Shoprite shares slump after bleak outlook
Shoprite was also hit this year by a five-month stoppage in the platinum sector.
JOHANNESBURG - South Africa's Shoprite warned of a continuing squeeze on the country's consumers after posting its slowest profit growth in 15 years, sending its shares to a five-month low.
Once among the must-haves in fund manager portfolios thanks to the impact of credit-fuelled spending over the past few years, local retailers are now among the worst-performing stocks as banks pull back on unsecured lending.
Some investors fear spending could diminish further because household debt has grown to about 75 percent of disposable income, just as the economy hits a rough patch.
"There's not much relief in sight for the beleaguered South African consumers," said Whitey Basson, Shoprite's managing director. "What was experienced on the sales floor was a reflection of the country's broader economy."
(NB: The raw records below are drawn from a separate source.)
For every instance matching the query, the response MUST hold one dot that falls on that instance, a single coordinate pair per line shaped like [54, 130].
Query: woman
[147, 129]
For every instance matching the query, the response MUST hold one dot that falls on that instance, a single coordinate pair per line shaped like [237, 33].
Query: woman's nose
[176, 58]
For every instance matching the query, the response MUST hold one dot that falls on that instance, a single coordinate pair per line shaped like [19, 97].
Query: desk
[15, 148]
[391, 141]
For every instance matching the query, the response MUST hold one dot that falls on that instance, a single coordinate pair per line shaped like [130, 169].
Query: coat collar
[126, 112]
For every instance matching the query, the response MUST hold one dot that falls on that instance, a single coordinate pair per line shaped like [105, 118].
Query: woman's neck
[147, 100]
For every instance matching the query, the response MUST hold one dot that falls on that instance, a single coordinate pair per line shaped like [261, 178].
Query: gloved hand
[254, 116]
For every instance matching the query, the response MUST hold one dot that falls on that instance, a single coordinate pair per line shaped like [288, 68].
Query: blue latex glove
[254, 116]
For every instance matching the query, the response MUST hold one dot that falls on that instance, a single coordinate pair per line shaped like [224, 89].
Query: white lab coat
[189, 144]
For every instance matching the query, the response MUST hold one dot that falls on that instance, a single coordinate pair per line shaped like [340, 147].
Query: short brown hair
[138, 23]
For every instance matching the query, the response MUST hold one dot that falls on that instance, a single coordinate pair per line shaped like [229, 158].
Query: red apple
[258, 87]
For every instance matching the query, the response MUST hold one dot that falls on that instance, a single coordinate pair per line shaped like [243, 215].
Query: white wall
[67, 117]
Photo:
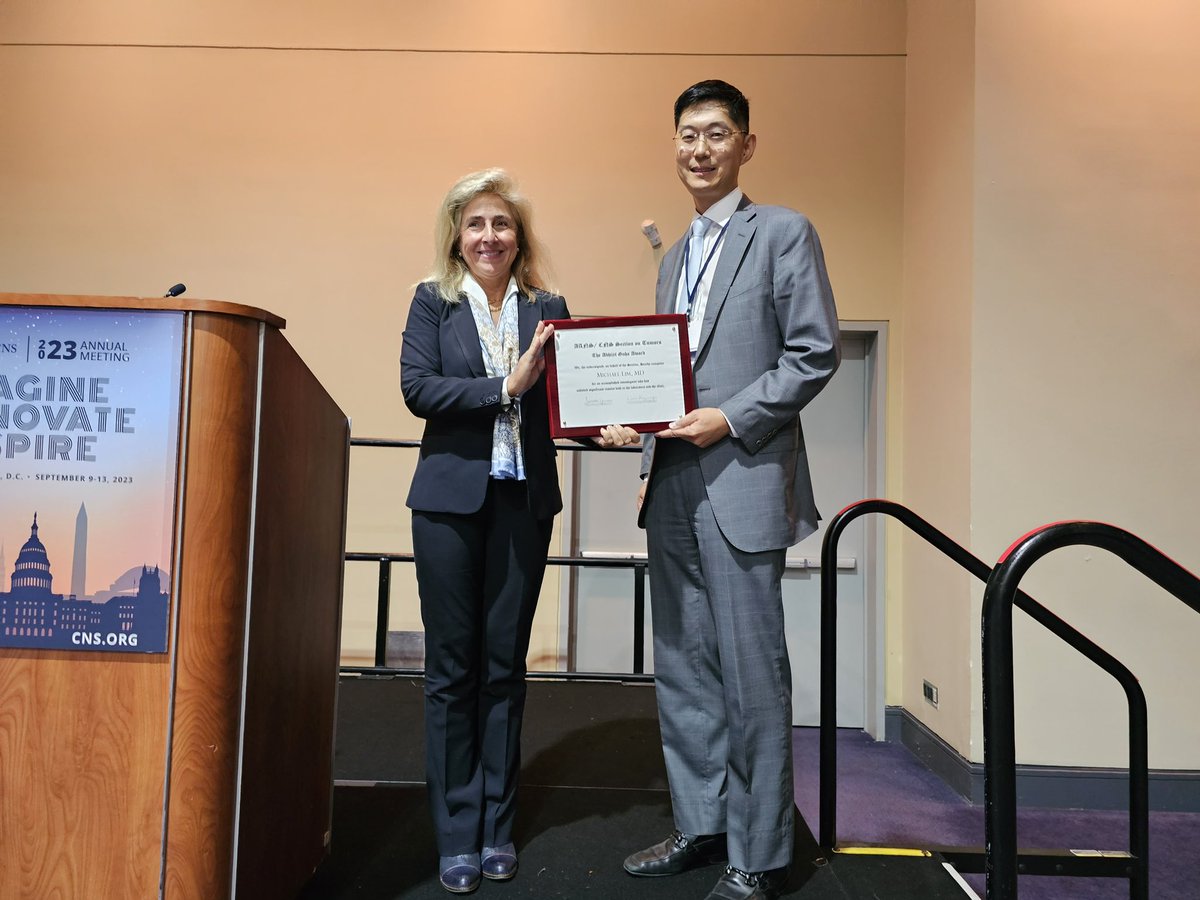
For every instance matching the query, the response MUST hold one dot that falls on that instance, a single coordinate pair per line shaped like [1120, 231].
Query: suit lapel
[669, 292]
[462, 321]
[738, 232]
South Africa's economy shrank in the first quarter, hit by a drop in consumer spending that had boosted expansion of closer to 5 percent before the country slipped into recession in 2009.
Shoprite, which focuses on staple products for low-income and working-class consumers, was also hit this year by a five-month stoppage in the platinum sector, the longest strike in the country's history.
The company said the strike cost it about R1 billion in lost sales, about 1 percent of its total.
Shoprite, Africa's biggest retailer, reported a 3.3 percent rise in full-year headline earnings per share to R6.97, well below a R7.29 estimate in a Reuters poll of 16 analysts.